Nonetheless, normal goal AI brokers like OpenAI’s ChatGPT Agent and Perplexity’s Comet battle with most of the complicated, subjective duties folks wish to automate. When attempting to make use of these instruments for on-line procuring or discovering a long-term parking spot, I’ve discovered the brokers take longer than I’d like and make foolish errors.
Brokers are, after all, early methods that can undoubtedly enhance. However researchers should first determine find out how to higher practice the underlying fashions to finish duties which can be extra subjective.

“Like many issues in machine studying, it’s a knowledge drawback,” stated Lightman, when requested concerning the limitations of brokers on subjective duties. “Among the analysis I’m actually enthusiastic about proper now is determining find out how to practice on much less verifiable duties. We now have some leads on find out how to do these items.”
Noam Brown, an OpenAI researcher who helped create the IMO mannequin and o1, instructed TechCrunch that OpenAI has new general-purpose RL strategies which permit them to show AI fashions abilities that aren’t simply verified. This was how the corporate constructed the mannequin which achieved a gold medal at IMO, he stated.
OpenAI’s IMO mannequin was a more moderen AI system that spawns a number of brokers, which then concurrently discover a number of concepts, after which select the very best reply. Most of these AI fashions are rising in popularity; Google and xAI have lately launched state-of-the-art fashions utilizing this method.
“I feel these fashions will change into extra succesful at math, and I feel they’ll get extra succesful in different reasoning areas as properly,” stated Brown. “The progress has been extremely quick. I don’t see any motive to suppose it should decelerate.”
These strategies could assist OpenAI’s fashions change into extra performant, beneficial properties that might present up within the firm’s upcoming GPT-5 mannequin. OpenAI hopes to claim its dominance over rivals with the launch of GPT-5, ideally providing the greatest AI mannequin to energy brokers for builders and customers.
However the firm additionally desires to make its merchandise less complicated to make use of. El Kishky says OpenAI desires to develop AI brokers that intuitively perceive what customers need, with out requiring them to pick out particular settings. He says OpenAI goals to construct AI methods that perceive when to name up sure instruments, and the way lengthy to motive for.
These concepts paint an image of an final model of ChatGPT: an agent that may do something on the web for you, and perceive the way you need it to be accomplished.
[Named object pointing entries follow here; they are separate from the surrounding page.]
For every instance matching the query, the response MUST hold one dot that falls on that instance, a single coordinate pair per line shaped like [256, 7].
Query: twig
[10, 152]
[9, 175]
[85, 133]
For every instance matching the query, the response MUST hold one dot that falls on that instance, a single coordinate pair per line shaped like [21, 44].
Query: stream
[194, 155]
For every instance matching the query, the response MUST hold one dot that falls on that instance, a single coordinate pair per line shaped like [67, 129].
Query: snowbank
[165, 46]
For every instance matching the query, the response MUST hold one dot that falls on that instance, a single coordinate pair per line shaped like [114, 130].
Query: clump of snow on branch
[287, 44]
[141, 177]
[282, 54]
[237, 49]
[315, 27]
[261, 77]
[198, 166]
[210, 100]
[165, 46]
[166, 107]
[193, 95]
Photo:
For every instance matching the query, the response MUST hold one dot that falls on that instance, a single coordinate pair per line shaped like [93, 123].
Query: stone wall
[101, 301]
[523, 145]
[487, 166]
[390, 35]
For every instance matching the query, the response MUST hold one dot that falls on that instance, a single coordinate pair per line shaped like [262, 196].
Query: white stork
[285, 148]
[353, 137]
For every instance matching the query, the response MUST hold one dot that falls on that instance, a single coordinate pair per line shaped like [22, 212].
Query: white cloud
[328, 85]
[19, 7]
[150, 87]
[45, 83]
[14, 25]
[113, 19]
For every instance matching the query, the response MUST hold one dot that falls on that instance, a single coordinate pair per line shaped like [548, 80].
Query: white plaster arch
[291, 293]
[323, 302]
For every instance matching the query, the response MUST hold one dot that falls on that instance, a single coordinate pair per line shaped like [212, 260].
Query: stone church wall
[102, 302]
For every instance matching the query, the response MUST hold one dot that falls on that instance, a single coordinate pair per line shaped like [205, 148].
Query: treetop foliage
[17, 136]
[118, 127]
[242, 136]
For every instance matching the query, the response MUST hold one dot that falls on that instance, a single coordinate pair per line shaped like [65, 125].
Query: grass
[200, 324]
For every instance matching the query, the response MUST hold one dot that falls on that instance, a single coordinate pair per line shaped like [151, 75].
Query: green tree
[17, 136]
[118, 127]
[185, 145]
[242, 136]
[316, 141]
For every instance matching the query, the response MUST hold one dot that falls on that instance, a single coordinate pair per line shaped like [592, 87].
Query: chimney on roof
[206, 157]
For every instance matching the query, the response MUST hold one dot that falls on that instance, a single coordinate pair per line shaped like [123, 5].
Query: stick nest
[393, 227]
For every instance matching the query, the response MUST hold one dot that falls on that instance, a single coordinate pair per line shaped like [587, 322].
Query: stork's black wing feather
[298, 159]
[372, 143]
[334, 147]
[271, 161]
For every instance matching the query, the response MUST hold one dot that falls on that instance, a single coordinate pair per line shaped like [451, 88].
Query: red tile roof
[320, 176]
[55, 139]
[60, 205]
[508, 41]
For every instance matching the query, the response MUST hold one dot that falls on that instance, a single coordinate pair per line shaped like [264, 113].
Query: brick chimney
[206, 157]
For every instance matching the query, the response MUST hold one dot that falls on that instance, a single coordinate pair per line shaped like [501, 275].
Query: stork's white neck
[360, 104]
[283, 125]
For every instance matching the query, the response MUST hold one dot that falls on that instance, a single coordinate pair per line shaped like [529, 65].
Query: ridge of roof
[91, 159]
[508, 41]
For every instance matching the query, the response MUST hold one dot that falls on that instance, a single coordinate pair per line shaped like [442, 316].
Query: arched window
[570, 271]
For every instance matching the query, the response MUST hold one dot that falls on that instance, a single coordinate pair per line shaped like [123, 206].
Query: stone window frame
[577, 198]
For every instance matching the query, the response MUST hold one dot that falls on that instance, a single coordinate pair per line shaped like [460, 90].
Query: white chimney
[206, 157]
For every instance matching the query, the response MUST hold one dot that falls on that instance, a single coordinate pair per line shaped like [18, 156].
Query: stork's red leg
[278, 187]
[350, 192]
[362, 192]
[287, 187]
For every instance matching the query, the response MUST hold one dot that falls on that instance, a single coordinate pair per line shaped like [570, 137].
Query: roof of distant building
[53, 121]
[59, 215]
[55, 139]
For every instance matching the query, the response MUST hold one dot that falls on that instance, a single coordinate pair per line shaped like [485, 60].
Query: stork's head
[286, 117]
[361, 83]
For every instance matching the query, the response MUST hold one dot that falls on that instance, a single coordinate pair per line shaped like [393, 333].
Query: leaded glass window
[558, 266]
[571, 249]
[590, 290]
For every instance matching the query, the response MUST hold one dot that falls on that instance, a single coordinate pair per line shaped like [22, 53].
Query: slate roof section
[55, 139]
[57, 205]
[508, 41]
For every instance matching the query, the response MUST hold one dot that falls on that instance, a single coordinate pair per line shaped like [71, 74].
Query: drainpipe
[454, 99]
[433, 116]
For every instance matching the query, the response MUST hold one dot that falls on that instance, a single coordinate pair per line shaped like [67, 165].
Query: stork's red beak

That’s a a lot completely different product than what ChatGPT is at present, however the firm’s analysis is squarely headed on this route.
Whereas OpenAI undoubtedly led the AI {industry} just a few years in the past, the corporate now faces a tranche of worthy opponents. The query is not simply whether or not OpenAI can ship its agentic future, however can the corporate achieve this earlier than Google, Anthropic, xAI, or Meta beat them to it?